He
tried to reassure himself, but it was in vain. He committed his
thoughts to a diary, weighing scrupulously his every motive,
examining with relentless searchings into the depths of his
heart. Perhaps, after all, his longings for preferment were
merely legitimatehopes for 'an elevation into a sphere of higher
usefulness'. But no. there was something more than that. 'I do
feel pleasure,' he noted, 'in honour, precedence, elevation, the
society of great people, and all this is very shameful and mean.'
After Newman's conversion, he almost convinced himself that his
'visions of an ecclesiastical future' were justified by the role
that he would play as a 'healer of the breach in the Church of
England'. Mr.

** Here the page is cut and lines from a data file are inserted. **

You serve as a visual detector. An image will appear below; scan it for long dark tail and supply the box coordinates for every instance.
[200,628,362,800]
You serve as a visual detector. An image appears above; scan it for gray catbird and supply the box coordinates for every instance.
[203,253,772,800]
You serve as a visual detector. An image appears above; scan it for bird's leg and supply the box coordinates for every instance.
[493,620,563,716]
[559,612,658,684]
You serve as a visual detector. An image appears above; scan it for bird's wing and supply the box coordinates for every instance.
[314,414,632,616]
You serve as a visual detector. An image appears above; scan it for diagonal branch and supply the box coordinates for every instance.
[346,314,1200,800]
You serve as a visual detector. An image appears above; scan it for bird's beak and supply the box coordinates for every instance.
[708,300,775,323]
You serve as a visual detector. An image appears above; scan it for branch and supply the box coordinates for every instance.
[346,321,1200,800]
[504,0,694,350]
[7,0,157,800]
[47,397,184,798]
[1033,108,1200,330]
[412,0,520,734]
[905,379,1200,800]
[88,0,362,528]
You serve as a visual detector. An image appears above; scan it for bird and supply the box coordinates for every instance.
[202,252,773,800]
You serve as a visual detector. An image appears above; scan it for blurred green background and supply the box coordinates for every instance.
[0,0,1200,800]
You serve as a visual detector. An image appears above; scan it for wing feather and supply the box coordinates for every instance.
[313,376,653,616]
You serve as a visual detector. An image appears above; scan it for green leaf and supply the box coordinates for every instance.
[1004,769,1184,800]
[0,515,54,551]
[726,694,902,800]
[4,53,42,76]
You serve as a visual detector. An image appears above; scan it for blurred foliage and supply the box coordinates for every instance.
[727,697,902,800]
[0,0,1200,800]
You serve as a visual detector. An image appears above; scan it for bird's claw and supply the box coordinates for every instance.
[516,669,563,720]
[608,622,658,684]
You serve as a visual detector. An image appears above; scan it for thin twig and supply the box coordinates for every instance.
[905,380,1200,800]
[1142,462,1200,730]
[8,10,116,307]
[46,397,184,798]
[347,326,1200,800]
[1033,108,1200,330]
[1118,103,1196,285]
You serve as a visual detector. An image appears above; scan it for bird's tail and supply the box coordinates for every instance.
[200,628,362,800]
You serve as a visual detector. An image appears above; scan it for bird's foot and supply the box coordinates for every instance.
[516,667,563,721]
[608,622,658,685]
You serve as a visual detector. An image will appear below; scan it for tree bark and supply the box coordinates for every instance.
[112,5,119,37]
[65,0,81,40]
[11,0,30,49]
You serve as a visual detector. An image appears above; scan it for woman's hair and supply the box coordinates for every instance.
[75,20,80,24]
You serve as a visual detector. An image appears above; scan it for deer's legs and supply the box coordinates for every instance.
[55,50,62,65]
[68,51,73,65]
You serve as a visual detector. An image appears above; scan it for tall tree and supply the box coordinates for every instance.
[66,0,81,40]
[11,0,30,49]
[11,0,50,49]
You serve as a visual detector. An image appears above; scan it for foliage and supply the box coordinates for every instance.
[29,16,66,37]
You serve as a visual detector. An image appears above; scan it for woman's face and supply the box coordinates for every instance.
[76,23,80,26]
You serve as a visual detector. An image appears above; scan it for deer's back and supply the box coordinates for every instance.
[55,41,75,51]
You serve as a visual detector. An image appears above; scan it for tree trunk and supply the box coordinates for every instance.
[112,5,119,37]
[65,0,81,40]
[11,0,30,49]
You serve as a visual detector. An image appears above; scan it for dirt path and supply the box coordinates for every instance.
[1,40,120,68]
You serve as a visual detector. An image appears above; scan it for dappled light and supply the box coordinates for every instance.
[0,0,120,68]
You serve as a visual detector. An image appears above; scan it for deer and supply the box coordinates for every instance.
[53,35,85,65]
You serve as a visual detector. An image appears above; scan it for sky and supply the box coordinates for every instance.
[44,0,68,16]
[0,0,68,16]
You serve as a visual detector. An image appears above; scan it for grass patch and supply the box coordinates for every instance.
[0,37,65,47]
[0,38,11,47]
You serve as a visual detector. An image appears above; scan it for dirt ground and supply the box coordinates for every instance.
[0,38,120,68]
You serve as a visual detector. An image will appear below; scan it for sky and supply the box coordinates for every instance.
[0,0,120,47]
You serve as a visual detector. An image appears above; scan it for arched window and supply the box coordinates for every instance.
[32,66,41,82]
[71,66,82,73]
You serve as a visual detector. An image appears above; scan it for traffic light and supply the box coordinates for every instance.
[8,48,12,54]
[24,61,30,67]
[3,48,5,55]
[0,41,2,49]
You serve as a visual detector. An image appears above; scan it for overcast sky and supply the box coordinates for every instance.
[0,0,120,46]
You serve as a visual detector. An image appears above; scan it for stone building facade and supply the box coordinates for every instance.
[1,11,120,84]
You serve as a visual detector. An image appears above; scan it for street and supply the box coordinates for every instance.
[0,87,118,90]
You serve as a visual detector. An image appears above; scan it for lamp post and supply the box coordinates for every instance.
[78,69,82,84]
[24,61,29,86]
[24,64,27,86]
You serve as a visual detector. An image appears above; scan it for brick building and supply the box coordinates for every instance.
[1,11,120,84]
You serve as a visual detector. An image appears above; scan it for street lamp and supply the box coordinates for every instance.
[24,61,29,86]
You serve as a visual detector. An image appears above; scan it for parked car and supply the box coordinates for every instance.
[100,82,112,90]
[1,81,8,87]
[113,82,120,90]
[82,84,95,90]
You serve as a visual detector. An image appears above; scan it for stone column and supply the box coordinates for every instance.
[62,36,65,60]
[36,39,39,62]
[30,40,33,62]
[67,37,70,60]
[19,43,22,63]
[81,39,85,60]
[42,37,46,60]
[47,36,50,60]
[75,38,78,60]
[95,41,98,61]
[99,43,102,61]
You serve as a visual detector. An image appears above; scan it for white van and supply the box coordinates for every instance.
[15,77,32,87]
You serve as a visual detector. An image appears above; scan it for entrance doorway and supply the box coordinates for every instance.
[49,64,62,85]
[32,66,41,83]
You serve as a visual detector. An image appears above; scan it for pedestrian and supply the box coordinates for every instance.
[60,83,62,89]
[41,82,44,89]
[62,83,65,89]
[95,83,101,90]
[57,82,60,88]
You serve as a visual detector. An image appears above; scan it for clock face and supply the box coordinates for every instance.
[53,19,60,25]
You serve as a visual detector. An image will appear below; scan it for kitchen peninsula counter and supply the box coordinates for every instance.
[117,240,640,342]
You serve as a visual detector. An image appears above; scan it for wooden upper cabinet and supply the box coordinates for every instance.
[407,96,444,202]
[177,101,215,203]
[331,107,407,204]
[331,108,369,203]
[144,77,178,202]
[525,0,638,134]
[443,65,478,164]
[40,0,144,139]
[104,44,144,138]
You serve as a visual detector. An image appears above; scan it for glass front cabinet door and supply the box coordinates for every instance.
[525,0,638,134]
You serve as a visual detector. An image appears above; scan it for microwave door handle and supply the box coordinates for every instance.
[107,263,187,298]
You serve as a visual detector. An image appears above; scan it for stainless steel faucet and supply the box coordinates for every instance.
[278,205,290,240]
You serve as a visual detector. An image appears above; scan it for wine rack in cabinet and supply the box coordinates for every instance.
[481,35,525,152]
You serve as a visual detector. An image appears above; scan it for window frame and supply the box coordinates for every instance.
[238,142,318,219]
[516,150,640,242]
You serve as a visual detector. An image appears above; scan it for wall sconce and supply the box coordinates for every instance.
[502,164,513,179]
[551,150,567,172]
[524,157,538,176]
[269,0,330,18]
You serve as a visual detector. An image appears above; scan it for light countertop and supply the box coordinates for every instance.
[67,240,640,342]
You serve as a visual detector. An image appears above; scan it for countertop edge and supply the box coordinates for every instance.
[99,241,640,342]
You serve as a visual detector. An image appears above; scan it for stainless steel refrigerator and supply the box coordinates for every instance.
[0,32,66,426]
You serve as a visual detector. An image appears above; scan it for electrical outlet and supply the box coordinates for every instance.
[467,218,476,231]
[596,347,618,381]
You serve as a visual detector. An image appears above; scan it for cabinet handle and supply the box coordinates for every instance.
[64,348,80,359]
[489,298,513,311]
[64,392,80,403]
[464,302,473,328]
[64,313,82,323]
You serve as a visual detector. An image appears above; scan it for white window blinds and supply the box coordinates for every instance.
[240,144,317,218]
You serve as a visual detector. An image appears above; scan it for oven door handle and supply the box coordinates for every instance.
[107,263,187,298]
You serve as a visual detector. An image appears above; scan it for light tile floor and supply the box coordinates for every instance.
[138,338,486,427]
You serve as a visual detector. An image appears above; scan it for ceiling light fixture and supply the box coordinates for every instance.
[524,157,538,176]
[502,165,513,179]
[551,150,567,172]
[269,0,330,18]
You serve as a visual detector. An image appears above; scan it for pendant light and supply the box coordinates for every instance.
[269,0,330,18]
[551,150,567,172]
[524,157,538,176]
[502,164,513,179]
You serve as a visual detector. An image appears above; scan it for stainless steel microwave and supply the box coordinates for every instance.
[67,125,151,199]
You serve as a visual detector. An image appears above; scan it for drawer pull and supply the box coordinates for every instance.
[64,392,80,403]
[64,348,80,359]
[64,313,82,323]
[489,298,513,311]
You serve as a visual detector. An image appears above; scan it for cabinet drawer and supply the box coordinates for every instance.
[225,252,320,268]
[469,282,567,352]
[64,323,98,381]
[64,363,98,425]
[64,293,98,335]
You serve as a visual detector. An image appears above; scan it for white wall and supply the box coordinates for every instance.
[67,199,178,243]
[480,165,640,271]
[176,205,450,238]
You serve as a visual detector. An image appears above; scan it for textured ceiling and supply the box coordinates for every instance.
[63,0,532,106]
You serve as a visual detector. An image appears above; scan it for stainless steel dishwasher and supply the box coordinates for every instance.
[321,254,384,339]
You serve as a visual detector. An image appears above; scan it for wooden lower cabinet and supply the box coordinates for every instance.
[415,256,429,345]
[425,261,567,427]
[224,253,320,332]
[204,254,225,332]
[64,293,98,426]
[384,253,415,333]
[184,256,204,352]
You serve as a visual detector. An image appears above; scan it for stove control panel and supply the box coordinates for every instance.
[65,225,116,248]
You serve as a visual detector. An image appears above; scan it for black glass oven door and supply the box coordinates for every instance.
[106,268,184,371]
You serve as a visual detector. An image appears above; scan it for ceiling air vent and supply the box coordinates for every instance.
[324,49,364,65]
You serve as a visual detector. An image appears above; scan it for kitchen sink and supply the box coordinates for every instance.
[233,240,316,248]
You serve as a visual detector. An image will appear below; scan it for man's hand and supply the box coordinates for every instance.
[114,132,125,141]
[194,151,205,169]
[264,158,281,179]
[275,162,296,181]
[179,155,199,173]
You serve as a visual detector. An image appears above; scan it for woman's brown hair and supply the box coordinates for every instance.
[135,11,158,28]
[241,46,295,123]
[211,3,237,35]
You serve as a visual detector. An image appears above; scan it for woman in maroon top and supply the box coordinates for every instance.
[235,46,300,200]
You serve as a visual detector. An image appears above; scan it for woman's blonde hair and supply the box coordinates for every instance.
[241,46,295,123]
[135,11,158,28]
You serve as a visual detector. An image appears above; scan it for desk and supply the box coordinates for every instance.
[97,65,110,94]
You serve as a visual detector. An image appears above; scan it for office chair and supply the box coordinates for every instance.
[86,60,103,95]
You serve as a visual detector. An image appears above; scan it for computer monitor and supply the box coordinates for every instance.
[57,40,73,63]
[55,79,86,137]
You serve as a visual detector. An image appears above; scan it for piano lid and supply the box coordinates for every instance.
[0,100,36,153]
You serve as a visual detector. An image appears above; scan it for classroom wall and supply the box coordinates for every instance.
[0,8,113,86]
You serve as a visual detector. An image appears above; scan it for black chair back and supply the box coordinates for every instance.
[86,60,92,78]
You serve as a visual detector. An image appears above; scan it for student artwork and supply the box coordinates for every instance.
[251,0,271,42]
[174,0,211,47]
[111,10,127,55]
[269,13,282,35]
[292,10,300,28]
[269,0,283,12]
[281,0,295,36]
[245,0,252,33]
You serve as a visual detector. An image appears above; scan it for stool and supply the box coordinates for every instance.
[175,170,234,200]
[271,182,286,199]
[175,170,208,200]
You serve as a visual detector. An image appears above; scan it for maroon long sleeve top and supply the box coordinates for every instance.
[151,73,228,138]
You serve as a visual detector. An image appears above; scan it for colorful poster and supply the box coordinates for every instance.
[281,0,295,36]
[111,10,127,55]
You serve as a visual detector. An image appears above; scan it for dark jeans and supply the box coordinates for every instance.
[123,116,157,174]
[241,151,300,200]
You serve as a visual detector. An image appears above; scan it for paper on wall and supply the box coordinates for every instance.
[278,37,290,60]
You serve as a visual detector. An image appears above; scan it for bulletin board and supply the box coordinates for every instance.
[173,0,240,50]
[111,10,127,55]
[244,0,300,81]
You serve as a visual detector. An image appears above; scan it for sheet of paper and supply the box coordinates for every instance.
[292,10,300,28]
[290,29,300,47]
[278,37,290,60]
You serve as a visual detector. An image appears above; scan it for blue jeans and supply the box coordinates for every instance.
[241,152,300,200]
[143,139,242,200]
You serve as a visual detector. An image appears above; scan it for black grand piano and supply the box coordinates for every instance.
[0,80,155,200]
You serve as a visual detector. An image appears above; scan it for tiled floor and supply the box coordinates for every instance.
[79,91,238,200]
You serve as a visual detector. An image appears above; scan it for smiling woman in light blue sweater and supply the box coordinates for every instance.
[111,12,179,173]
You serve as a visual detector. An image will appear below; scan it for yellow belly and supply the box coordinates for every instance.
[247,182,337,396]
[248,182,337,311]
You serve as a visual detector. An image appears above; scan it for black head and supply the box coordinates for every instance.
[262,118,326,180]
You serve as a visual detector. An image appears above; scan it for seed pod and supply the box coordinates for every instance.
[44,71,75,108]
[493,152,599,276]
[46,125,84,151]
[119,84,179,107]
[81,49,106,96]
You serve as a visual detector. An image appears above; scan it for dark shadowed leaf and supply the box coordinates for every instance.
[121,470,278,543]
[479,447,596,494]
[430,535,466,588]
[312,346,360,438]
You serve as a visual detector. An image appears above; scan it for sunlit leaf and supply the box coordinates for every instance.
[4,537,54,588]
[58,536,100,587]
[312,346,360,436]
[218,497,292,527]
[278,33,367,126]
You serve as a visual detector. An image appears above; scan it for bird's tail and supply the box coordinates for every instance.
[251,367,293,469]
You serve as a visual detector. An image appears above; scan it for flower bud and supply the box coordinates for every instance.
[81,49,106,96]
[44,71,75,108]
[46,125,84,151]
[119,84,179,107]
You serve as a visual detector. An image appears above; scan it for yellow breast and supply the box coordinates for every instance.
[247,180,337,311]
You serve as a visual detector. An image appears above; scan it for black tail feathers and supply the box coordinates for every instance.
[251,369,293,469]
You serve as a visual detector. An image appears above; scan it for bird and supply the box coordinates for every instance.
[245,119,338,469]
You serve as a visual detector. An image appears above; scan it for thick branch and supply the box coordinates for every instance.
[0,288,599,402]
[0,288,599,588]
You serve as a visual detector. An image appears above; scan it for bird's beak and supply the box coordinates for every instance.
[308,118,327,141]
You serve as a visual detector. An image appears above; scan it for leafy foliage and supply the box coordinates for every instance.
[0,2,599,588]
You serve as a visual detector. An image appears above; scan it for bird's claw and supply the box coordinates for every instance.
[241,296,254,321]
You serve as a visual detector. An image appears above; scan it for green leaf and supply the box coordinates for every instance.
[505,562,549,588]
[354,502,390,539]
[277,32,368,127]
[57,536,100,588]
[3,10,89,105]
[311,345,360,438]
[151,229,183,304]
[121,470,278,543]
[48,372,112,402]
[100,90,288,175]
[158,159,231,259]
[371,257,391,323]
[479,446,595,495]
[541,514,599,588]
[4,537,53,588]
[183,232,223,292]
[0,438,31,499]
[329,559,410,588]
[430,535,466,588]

Gladstone agreed with him; but there was One higher
than Mr. Gladstone, and did He agree? 'I am pierced by anxious
thoughts. God knows what my desires have been and are, and why
they are crossed. ... I am flattering myself with a fancy about
depth and reality. ... The great question is: Is God enough for
you now? And if you are as now even to the end of life, will it
suffice you? ... Certainly I would rather choose to be stayed on
God, than to be in the thrones of the world and the Church.
Nothing else will go into Eternity.'
In a moment of ambition, he had applied for the Readership of
Lincoln's Inn, but, owing chiefly to the hostile influence of the
Record, the appointment had gone elsewhere.